Milhões de propina, 10% ao garçom e um troco ao carcereiro

Um pouco antes do Natal, dizia aqui na página dois que os predadores da Petrobrás deviam estar magoados com a cidade, pois até então não haviam recebido a visita de nenhum curitibano e, pelo que se sabia até então, ainda não haviam provado as delícias da boa mesa curitibana. Pressupunha-se que os tubarões detidos na Polícia Federal em Santa Cândida, os bacanas da OAS, Camargo Corrêa e Mendes Júnior e até mesmo o doleiro Alberto Youssef não teriam sido apresentados à Cantina do Délio Canabrava, ao Madero do Júnior Durski e ao Paulinho do Don Max, que esta semana comemora 19 anos na Rua Tenente Max Wolf Filho, na Água Verde.

No atacado, somos todos críticos da corrupção. No varejo nem tanto. É o lado cinzento da hipocrisia. Certos desvios de conduta são perfeitamente palatáveis no cotidiano. Os pequenos delitos dentro da carceragem da Polícia Federal, por exemplo, ou a manha de como pedir uma pizza no domingo à noite, uma ponta de costela no almoço de domingo, até quem sabe a visita de uma meiga massagista para aliviar as tensões dos interrogatórios.

Como também delatou o ex-diretor de abastecimento da Petrobras Paulo Roberto Costa, em depoimento ao Ministério Público, ele e outros detidos usaram um aparelho celular para fazer ligações de dentro das celas, truque do mágico Alberto Youssef. Sendo o único dos presos a contar com recursos não contabilizados, o doleiro pagava com dinheiro em espécie por refeições pedidas por carcereiros para o grupo de detidos. “Certa vez foi entregue costela”, consta no depoimento. Costa disse ainda que um carcereiro identificado como “Benites” chegou a solicitar doações para um asilo. Após esse pedido, uma das filhas do delator teria feito então dois depósitos nos valores de R$ 1 mil e R$ 2 mil para uma conta bancária fornecida por Benites. Outro filho do ex-diretor também teria entregado pacotes de fraldas geriátricas ao carcereiro.

A generosidade dos carcereiros da Polícia Federal só confirma o que já se disse aqui. Com tantos amigos em Curitiba, desde os bons tempos do Banestado, o “brimo” Youssef não iria ficar desassistido. É por essas e outras que os adventícios devem aprender de uma vez por todas: Curitiba não visita, recebe! Exemplo disso se passou no século passado, quando a cidade recebeu com fogos e festas três dos maiores astros da época: Cauby Peixoto, Ivon Curi e Carlos Galhardo. Depois do espetáculo, os anfitriões foram convidados para jantar no bar e restaurante Cinelândia (rua Ermelino de Leão, embaixo do Edifício Tijucas), onde os cantores do rádio se sentiram como se estivessem na própria casa. Inclusive na própria cozinha.

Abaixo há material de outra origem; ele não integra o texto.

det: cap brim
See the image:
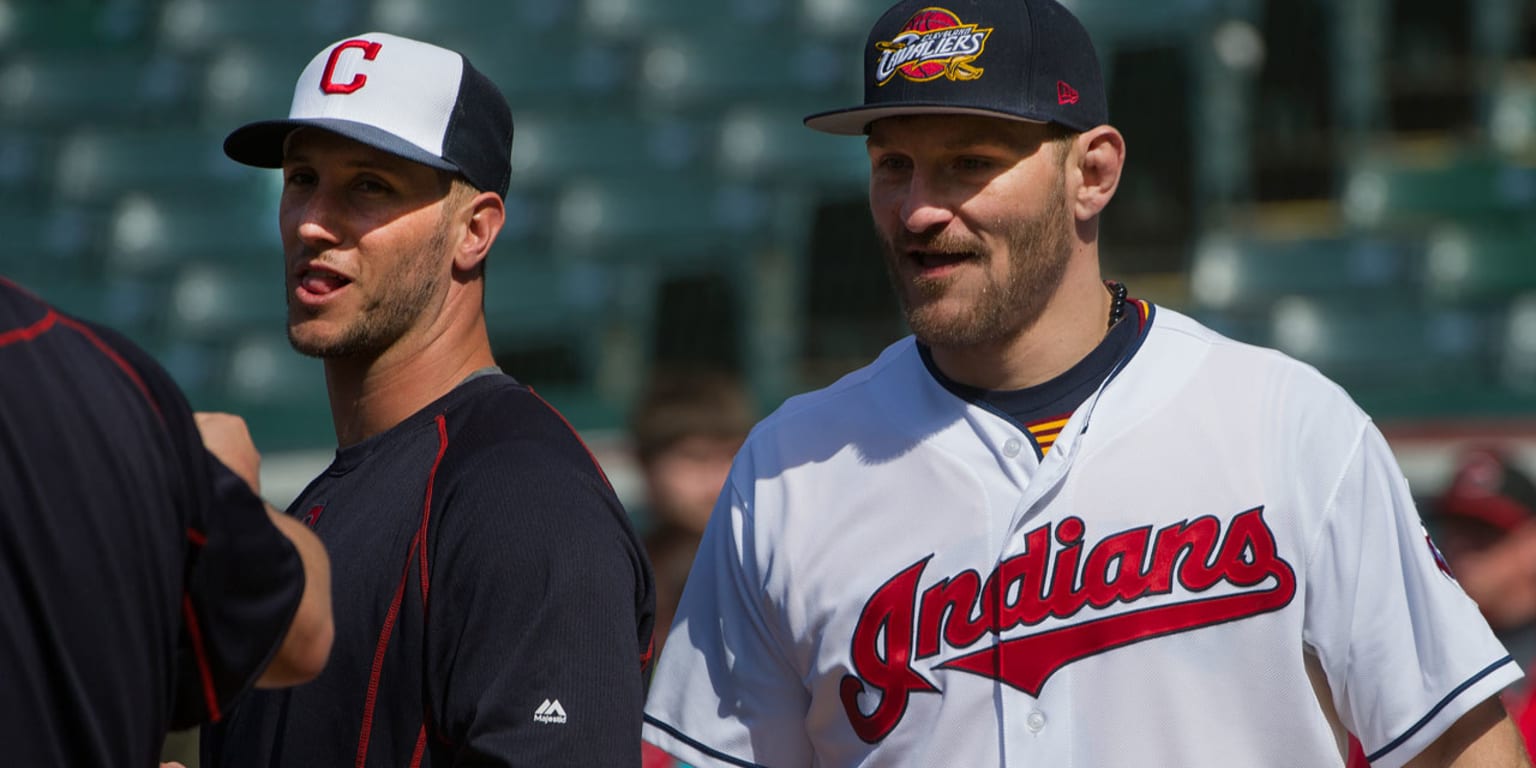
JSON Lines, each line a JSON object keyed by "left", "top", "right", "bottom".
{"left": 804, "top": 104, "right": 1050, "bottom": 135}
{"left": 223, "top": 117, "right": 458, "bottom": 174}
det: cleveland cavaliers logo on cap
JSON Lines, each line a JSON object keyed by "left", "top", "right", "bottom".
{"left": 874, "top": 7, "right": 992, "bottom": 86}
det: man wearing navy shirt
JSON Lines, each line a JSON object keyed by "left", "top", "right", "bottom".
{"left": 203, "top": 32, "right": 656, "bottom": 766}
{"left": 0, "top": 278, "right": 333, "bottom": 766}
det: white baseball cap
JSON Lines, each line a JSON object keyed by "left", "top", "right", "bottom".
{"left": 224, "top": 32, "right": 514, "bottom": 198}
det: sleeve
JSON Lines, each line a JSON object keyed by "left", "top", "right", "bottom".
{"left": 425, "top": 445, "right": 653, "bottom": 767}
{"left": 642, "top": 468, "right": 813, "bottom": 768}
{"left": 1303, "top": 421, "right": 1522, "bottom": 768}
{"left": 99, "top": 328, "right": 307, "bottom": 728}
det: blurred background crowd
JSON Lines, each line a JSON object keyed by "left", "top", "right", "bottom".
{"left": 3, "top": 0, "right": 1536, "bottom": 762}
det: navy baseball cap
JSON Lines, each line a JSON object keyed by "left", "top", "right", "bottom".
{"left": 804, "top": 0, "right": 1107, "bottom": 136}
{"left": 224, "top": 32, "right": 514, "bottom": 198}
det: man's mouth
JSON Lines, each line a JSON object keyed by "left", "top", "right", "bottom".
{"left": 909, "top": 250, "right": 973, "bottom": 271}
{"left": 296, "top": 267, "right": 353, "bottom": 296}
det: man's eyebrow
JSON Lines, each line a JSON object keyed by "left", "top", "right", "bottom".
{"left": 281, "top": 152, "right": 401, "bottom": 173}
{"left": 866, "top": 129, "right": 1031, "bottom": 152}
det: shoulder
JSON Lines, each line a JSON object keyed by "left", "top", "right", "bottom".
{"left": 428, "top": 376, "right": 633, "bottom": 540}
{"left": 1114, "top": 305, "right": 1373, "bottom": 466}
{"left": 437, "top": 377, "right": 609, "bottom": 477}
{"left": 1141, "top": 306, "right": 1360, "bottom": 411}
{"left": 746, "top": 337, "right": 931, "bottom": 448}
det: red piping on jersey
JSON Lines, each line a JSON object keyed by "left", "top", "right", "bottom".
{"left": 1, "top": 289, "right": 165, "bottom": 422}
{"left": 56, "top": 314, "right": 163, "bottom": 421}
{"left": 527, "top": 387, "right": 613, "bottom": 490}
{"left": 356, "top": 528, "right": 420, "bottom": 768}
{"left": 187, "top": 528, "right": 207, "bottom": 547}
{"left": 0, "top": 306, "right": 58, "bottom": 347}
{"left": 409, "top": 724, "right": 428, "bottom": 768}
{"left": 356, "top": 414, "right": 449, "bottom": 767}
{"left": 181, "top": 592, "right": 221, "bottom": 722}
{"left": 418, "top": 415, "right": 448, "bottom": 606}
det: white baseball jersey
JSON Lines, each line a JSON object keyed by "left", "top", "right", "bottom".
{"left": 643, "top": 304, "right": 1520, "bottom": 768}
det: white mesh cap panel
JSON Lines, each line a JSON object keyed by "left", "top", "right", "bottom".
{"left": 288, "top": 33, "right": 463, "bottom": 158}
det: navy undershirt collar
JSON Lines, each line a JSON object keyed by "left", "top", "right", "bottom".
{"left": 919, "top": 313, "right": 1138, "bottom": 429}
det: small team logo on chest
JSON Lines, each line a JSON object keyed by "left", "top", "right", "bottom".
{"left": 840, "top": 506, "right": 1297, "bottom": 742}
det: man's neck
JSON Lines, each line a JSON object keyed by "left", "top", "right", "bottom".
{"left": 927, "top": 268, "right": 1113, "bottom": 392}
{"left": 321, "top": 316, "right": 497, "bottom": 448}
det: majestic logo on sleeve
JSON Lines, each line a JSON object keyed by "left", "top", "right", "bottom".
{"left": 874, "top": 8, "right": 993, "bottom": 86}
{"left": 840, "top": 507, "right": 1296, "bottom": 743}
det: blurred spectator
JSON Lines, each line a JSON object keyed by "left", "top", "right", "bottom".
{"left": 1427, "top": 446, "right": 1536, "bottom": 756}
{"left": 1431, "top": 447, "right": 1536, "bottom": 640}
{"left": 629, "top": 369, "right": 756, "bottom": 654}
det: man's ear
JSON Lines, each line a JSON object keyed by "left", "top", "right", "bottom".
{"left": 1067, "top": 125, "right": 1125, "bottom": 222}
{"left": 454, "top": 190, "right": 505, "bottom": 274}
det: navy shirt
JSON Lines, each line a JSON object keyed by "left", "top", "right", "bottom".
{"left": 205, "top": 374, "right": 657, "bottom": 767}
{"left": 0, "top": 279, "right": 305, "bottom": 766}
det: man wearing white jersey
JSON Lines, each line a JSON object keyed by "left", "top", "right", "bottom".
{"left": 642, "top": 0, "right": 1530, "bottom": 765}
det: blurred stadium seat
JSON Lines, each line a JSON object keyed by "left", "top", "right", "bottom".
{"left": 156, "top": 0, "right": 363, "bottom": 53}
{"left": 635, "top": 30, "right": 849, "bottom": 108}
{"left": 1190, "top": 232, "right": 1421, "bottom": 310}
{"left": 509, "top": 111, "right": 711, "bottom": 186}
{"left": 168, "top": 262, "right": 286, "bottom": 339}
{"left": 52, "top": 126, "right": 256, "bottom": 202}
{"left": 0, "top": 51, "right": 198, "bottom": 129}
{"left": 553, "top": 177, "right": 771, "bottom": 256}
{"left": 1344, "top": 149, "right": 1536, "bottom": 228}
{"left": 1269, "top": 294, "right": 1499, "bottom": 393}
{"left": 1425, "top": 224, "right": 1536, "bottom": 305}
{"left": 0, "top": 0, "right": 158, "bottom": 51}
{"left": 715, "top": 104, "right": 868, "bottom": 185}
{"left": 105, "top": 188, "right": 280, "bottom": 274}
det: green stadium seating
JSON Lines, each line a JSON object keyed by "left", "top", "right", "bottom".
{"left": 1424, "top": 224, "right": 1536, "bottom": 304}
{"left": 1343, "top": 151, "right": 1536, "bottom": 228}
{"left": 0, "top": 0, "right": 157, "bottom": 52}
{"left": 104, "top": 188, "right": 281, "bottom": 274}
{"left": 155, "top": 0, "right": 362, "bottom": 53}
{"left": 1189, "top": 233, "right": 1421, "bottom": 310}
{"left": 635, "top": 30, "right": 850, "bottom": 108}
{"left": 714, "top": 104, "right": 871, "bottom": 186}
{"left": 509, "top": 111, "right": 712, "bottom": 187}
{"left": 166, "top": 262, "right": 287, "bottom": 340}
{"left": 551, "top": 177, "right": 771, "bottom": 257}
{"left": 0, "top": 52, "right": 199, "bottom": 128}
{"left": 51, "top": 126, "right": 261, "bottom": 203}
{"left": 1268, "top": 294, "right": 1499, "bottom": 393}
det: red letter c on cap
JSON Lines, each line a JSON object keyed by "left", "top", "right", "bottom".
{"left": 320, "top": 39, "right": 383, "bottom": 95}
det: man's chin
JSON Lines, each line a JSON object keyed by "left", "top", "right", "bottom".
{"left": 287, "top": 326, "right": 357, "bottom": 360}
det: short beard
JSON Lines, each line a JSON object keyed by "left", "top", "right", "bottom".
{"left": 288, "top": 219, "right": 451, "bottom": 360}
{"left": 880, "top": 172, "right": 1072, "bottom": 350}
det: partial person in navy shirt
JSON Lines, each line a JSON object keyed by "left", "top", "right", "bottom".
{"left": 202, "top": 32, "right": 657, "bottom": 767}
{"left": 0, "top": 278, "right": 333, "bottom": 767}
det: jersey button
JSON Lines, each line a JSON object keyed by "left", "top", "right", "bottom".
{"left": 1026, "top": 710, "right": 1046, "bottom": 732}
{"left": 1003, "top": 438, "right": 1023, "bottom": 458}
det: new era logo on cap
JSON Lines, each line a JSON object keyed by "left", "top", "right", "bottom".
{"left": 805, "top": 0, "right": 1107, "bottom": 136}
{"left": 1058, "top": 80, "right": 1079, "bottom": 105}
{"left": 224, "top": 32, "right": 514, "bottom": 198}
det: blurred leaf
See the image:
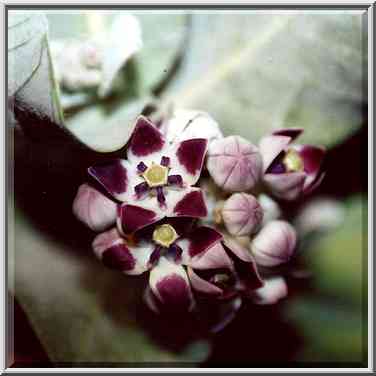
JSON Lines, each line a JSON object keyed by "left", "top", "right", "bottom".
{"left": 98, "top": 14, "right": 142, "bottom": 97}
{"left": 165, "top": 13, "right": 365, "bottom": 147}
{"left": 14, "top": 209, "right": 210, "bottom": 363}
{"left": 8, "top": 11, "right": 47, "bottom": 96}
{"left": 9, "top": 11, "right": 64, "bottom": 124}
{"left": 287, "top": 298, "right": 364, "bottom": 363}
{"left": 66, "top": 97, "right": 152, "bottom": 152}
{"left": 303, "top": 196, "right": 366, "bottom": 306}
{"left": 134, "top": 12, "right": 189, "bottom": 93}
{"left": 286, "top": 196, "right": 367, "bottom": 363}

Depois de trocar receitas à mesa, na segunda batida de limão as visitas não se fizeram de rogadas e invadiram a cozinha: Carlos Galhardo fez espetinhos de tartaruga, Ivon Curi preparou um estranhíssimo jacaré ao vinho tinto e o Cauby Peixoto, mais delicado, montou uma salada mista. Foi uma festa! No final da noite, Ivon Curi se despediu com um beijo na bochecha do garçom Ligeirinho: “A gente não imaginava ser tão bem recebido em Curitiba. Nos sentimos em casa!”.

Em Curitiba o restaurante é uma extensão da nossa casa. O que os carcereiros da Polícia Federal fizeram, apesar de ilegal, foi um ato civilizado de bem receber os forasteiros. Se eles não agissem assim, a fina flor da corrupção não poderia justificar a delação premiada com o argumento de que, muito pior do que passar cem anos no presídio da Papuda, seria passar um ano em Curitiba sem provar o frango com polenta de Santa Felicidade.